“White Christian nationalism” (WCN) has become quite the bogeyman in contemporary religion coverage, even though few reporters seem to have spent much time actually engaging with people in the flocks led by said nationalists.
Instead, journalists read their social media, watch their YouTube videos and talk with sources drawn from a rather predictable list of activists and experts who oppose the bogeyman.
But that does not a complete story make. Readers end up with, at best, half of a debate.

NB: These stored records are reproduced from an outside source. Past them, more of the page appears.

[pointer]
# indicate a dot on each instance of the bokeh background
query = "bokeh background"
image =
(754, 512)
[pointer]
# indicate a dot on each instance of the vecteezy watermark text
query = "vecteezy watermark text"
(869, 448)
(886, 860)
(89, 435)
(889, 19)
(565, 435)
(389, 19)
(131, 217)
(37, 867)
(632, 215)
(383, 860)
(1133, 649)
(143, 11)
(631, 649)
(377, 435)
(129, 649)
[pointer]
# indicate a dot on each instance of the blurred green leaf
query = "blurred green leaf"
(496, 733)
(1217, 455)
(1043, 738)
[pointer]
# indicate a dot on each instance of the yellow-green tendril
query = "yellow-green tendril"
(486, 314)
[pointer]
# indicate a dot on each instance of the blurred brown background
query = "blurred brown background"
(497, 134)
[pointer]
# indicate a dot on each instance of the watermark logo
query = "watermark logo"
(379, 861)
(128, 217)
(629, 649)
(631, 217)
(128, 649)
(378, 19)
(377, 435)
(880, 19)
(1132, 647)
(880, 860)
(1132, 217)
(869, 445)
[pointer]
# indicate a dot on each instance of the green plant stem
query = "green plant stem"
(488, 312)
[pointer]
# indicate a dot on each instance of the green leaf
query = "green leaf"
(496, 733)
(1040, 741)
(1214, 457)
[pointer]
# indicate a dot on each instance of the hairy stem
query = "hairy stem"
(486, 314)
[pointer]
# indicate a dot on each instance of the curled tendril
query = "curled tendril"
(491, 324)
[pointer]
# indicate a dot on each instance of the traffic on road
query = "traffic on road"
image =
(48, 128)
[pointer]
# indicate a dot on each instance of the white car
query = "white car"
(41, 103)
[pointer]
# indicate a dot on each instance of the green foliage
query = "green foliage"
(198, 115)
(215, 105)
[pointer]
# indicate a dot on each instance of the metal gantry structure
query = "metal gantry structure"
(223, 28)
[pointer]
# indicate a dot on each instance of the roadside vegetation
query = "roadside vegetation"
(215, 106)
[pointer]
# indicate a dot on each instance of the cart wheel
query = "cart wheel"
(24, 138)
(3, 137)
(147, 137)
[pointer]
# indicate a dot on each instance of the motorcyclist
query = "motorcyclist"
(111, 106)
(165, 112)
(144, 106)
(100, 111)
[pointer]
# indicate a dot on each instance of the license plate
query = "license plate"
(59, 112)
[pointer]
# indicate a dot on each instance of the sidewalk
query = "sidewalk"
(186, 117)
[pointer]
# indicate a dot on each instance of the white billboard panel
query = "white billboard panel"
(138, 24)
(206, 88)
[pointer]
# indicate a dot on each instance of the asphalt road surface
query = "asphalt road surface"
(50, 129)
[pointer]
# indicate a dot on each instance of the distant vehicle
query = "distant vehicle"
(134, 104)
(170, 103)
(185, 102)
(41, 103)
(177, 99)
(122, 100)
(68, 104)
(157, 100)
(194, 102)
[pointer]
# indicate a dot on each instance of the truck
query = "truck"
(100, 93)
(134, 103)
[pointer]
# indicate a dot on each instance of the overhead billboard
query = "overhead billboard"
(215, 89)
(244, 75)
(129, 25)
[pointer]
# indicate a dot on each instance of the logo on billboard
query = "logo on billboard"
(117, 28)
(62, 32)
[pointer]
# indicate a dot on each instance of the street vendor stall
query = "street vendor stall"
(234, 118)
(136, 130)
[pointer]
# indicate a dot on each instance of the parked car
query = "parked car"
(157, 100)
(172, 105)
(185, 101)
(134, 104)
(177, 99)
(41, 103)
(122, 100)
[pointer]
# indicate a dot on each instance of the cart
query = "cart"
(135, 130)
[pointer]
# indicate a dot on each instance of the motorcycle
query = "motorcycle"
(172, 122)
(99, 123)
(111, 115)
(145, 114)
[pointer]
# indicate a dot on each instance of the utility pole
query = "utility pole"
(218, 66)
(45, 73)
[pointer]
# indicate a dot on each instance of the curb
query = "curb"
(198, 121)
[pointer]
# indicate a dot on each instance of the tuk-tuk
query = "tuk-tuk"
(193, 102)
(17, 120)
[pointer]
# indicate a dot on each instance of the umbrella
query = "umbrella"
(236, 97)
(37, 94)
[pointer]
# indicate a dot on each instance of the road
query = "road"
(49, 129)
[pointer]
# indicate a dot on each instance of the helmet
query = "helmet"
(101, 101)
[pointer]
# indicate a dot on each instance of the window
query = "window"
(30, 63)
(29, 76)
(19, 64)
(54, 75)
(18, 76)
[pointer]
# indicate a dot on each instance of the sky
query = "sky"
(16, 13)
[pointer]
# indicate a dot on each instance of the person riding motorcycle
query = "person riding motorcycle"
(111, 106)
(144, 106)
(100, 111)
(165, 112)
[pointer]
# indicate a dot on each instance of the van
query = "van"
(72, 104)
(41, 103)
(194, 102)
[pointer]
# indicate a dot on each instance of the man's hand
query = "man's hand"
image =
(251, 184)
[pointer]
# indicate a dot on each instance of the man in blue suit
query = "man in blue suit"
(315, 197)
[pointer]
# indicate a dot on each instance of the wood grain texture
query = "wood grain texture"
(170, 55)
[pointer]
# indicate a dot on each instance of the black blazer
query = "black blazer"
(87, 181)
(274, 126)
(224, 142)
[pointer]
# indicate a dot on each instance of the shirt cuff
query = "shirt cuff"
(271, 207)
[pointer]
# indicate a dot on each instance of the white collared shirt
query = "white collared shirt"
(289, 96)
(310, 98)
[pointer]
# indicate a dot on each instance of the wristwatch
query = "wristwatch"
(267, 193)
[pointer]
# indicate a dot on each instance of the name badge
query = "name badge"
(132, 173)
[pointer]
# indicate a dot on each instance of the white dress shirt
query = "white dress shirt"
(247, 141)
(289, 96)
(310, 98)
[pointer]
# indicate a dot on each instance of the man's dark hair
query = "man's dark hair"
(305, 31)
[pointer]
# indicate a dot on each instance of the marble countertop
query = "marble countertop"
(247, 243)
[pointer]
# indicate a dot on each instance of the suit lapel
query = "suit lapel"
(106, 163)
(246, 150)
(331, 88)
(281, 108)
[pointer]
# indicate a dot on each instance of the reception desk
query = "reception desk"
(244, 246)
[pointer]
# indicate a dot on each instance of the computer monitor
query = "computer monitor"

One outlet that’s building or staking its reputation on WCN continuing to be a thing is Religion News Service, which has been rolling out stories on the topic since last September, thanks to a grant from the Pulitzer Center. The latest story in its “White Christian Nationalism since the Jan. 6 Attack” series ran Jan. 26 here. It began:
When supporters of former President Donald Trump rallied near the White House on Jan. 6 of last year, a boisterous pocket of young men waving “America First” flags broke into a chant: “Christ is King!” It was one of the first indications that Christian nationalism would be a theme of the Capitol attack later that day, where insurrectionists prayed and waved banners that read “Proud American Christian.”
It also announced the presence of followers of Nick Fuentes, a 23-year-old white nationalist and former YouTube personality who was subpoenaed this month by the U.S. House of Representatives committee investigating the Capitol attack. …
“Christ is King” is not controversial in itself: The phrase is rooted in Christian Scripture and tradition. But Fuentes’ supporters have given it a different connotation. They have chanted it at anti-vaccine protests and the anti-abortion March for Life, some of them holding crucifixes aloft. It was heard in March, at an America First conference, where Fuentes delivered a speech saying America will cease to be America “if it loses its white demographic core and if it loses its faith in Jesus Christ.” Fuentes also declared the country “a Christian nation.”
There are a bunch of academics and other sources quoted here but what appears to be the central thesis –- that WCN is bleeding into the mainstream institutions and life of conservative Christianity –- was not proven by a long shot.